エリナが、不安そうな顔で僕を見つめている。

僕が、本を片手に、ブツブツと独り言を言っているように見えたのだろう。


「あ、ああ、いや……。これは、すごい魔導書みたいだ。僕にも、まだよく分からないけど」

僕は、そう言って、本を大事に懐にしまった。

エリナを騙している罪悪感は、もちろんある。

でも、この本のことは、誰にも言うわけにはいかない。

これは、僕とあいりだけの、秘密だ。


僕たちは、ロックキャンサーから剥ぎ取った素材(これも、あいりの指示通り、高く売れそうな部分だけを的確に選んだ)と、宝箱の本を手に、洞窟を後にした。

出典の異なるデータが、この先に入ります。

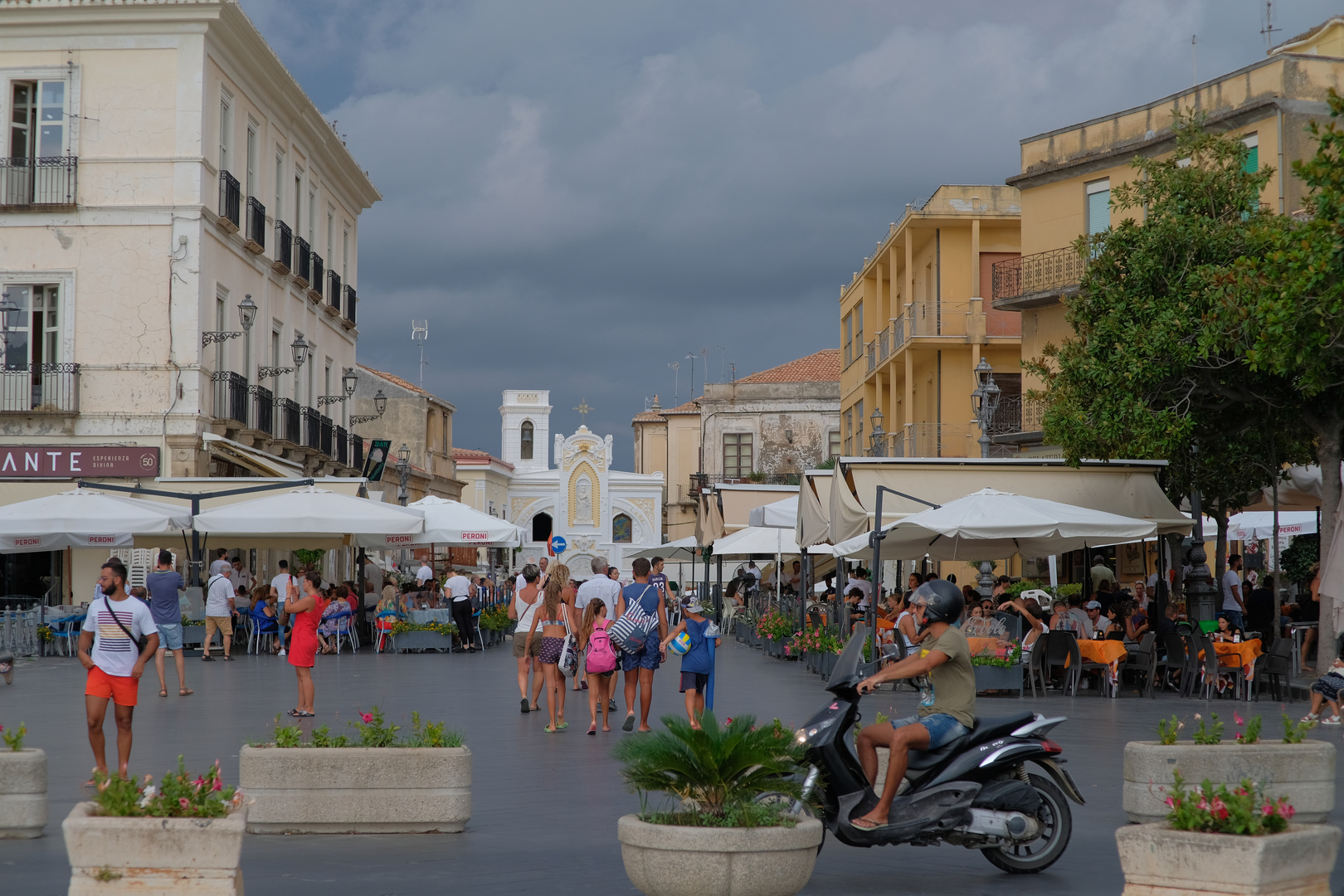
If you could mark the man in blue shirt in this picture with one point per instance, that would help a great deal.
(164, 583)
(639, 666)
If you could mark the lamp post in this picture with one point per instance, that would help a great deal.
(984, 402)
(878, 436)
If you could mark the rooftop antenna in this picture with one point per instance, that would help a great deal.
(420, 334)
(1269, 26)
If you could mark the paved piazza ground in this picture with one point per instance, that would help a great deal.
(544, 807)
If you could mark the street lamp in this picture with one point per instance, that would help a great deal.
(403, 472)
(379, 405)
(246, 314)
(878, 436)
(984, 402)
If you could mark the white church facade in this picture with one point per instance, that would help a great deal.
(596, 509)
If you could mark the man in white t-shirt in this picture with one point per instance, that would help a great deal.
(1233, 601)
(110, 652)
(280, 589)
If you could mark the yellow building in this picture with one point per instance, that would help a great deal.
(914, 325)
(1068, 175)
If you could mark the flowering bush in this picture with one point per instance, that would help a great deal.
(178, 796)
(14, 738)
(1244, 811)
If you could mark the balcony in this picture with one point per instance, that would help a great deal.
(284, 247)
(303, 261)
(230, 202)
(288, 421)
(256, 226)
(351, 299)
(38, 183)
(1040, 280)
(230, 397)
(334, 290)
(39, 388)
(264, 410)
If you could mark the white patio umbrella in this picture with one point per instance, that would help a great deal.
(450, 523)
(314, 512)
(1001, 524)
(84, 519)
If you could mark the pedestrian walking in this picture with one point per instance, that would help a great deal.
(108, 649)
(523, 607)
(696, 660)
(219, 614)
(303, 644)
(639, 666)
(600, 660)
(550, 624)
(166, 609)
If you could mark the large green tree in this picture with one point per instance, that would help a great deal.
(1140, 377)
(1283, 309)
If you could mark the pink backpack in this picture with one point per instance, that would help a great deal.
(601, 657)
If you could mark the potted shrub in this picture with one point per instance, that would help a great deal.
(1294, 767)
(342, 785)
(183, 835)
(23, 786)
(721, 840)
(1226, 841)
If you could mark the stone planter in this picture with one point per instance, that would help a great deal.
(668, 860)
(153, 856)
(1304, 772)
(357, 790)
(23, 793)
(1160, 861)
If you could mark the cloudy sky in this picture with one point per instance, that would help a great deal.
(578, 193)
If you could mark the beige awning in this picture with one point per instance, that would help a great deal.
(1127, 488)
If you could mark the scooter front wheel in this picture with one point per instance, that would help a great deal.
(1057, 825)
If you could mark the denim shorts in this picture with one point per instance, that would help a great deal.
(169, 635)
(941, 727)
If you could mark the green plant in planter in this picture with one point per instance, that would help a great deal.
(717, 768)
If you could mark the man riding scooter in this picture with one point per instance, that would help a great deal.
(947, 709)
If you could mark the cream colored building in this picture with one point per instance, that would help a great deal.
(1068, 175)
(914, 325)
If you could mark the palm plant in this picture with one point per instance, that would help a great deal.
(715, 767)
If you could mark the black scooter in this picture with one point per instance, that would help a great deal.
(975, 791)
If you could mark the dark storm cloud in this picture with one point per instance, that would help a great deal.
(578, 193)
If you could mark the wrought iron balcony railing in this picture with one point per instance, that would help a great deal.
(42, 388)
(264, 410)
(314, 282)
(284, 245)
(1040, 273)
(288, 418)
(303, 260)
(257, 222)
(230, 397)
(38, 183)
(230, 199)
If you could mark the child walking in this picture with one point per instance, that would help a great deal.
(598, 661)
(696, 661)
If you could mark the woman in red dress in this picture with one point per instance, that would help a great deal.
(303, 641)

依頼であった、ゴブリンの数や、洞窟の規模も、あいりが完璧に記憶している。


ギルドに戻り、依頼完了の報告を済ませると、僕たちは銀貨30枚の報酬を受け取った。

さらに、ロックキャンサーの素材が、予想以上の高値で売れ、僕たちは、一気に大金持ちになった。


その日の夜。

僕たちは、街で一番良い宿の、一番良い部屋に泊まっていた。

ふかふかのベッド、温かい食事。

数日前まで、森で死にかけていたのが、嘘のようだ。


「トオル様、本日は、本当にありがとうございました」

エリナは、食事を終えると、僕に向かって、改めて深々と頭を下げた。

「あなたのおかげで、私は、自分の限界を超えることができました。そして、家名を再興するという夢に、一歩、近づくことができた気がします」


その真摯な言葉に、僕は少しだけ、胸がチクリと痛んだ。


「……僕の方こそ、ありがとう。君がいてくれなかったら、僕は、あのカニに踏み潰されて、終わってたよ」

それは、僕の本心だった。


僕たちは、お互いに、少しだけ照れくさいような、それでいて、心地よいような、不思議な沈黙に包まれた。

こうして、僕たちの初めての冒険は、大成功のうちに幕を閉じた。


しかし、僕はまだ、知らなかった。

手に入れた古びた本が、僕たちを、この世界の根幹を揺るがす、巨大な陰謀へと導いていくことになるということを。

そして、僕の隣で、嬉しそうに微笑んでいる、この美少女剣士が、その陰謀の、重要な鍵を握る人物であるということを。


僕とあいりの、本当の戦いは、まだ、始まったばかりだった。